Itasca, IL — The National Safety Council is calling on employers to restrict cannabis use among workers in safety-sensitive positions – regardless of whether cannabis consumption is allowed by their state, in a new policy position released Oct. 21.

Studies have shown that workers under the influence of cannabis can experience impaired body movement, altered senses, difficulty thinking and problem-solving, impaired memory, an altered sense of time, changes in mood, and – when taken in high doses – hallucinations and delusions.

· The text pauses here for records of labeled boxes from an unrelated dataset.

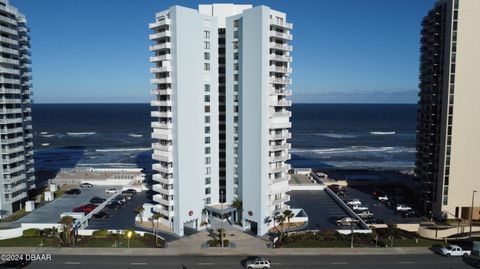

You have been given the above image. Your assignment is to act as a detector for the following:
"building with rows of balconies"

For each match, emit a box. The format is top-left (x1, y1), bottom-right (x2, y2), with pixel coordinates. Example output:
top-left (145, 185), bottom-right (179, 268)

top-left (0, 0), bottom-right (35, 215)
top-left (150, 4), bottom-right (292, 235)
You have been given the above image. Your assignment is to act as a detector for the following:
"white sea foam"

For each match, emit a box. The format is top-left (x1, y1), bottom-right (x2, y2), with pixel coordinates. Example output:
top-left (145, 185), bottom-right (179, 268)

In 2019, NSC surveyed more than 500 employers about the effects of cannabis in the workplace. Results show that:

  • 81% were concerned about the drug having a negative impact on their workforce.
  • 71% indicated their organization’s written policies cover employee use of illicit cannabis, while only 54% said their policies cover employee use of legal or prescribed cannabis.
  • 24% indicated they would dismiss an employee found to be misusing legal cannabis, such as being under the influence while on the job, while only 7% said they would relocate the employee to a position of lesser responsibility.

“Research clearly shows that cannabis impacts a person’s psychomotor skills and cognitive ability,” said Lorraine M. Martin, president and CEO of NSC, in an Oct. 21 press release. “In order to protect our employees and those around them, we need to acknowledge the impairing effects of cannabis. We urge employers to implement policies stating no amount of cannabis consumption is acceptable for those who work in safety-sensitive positions.”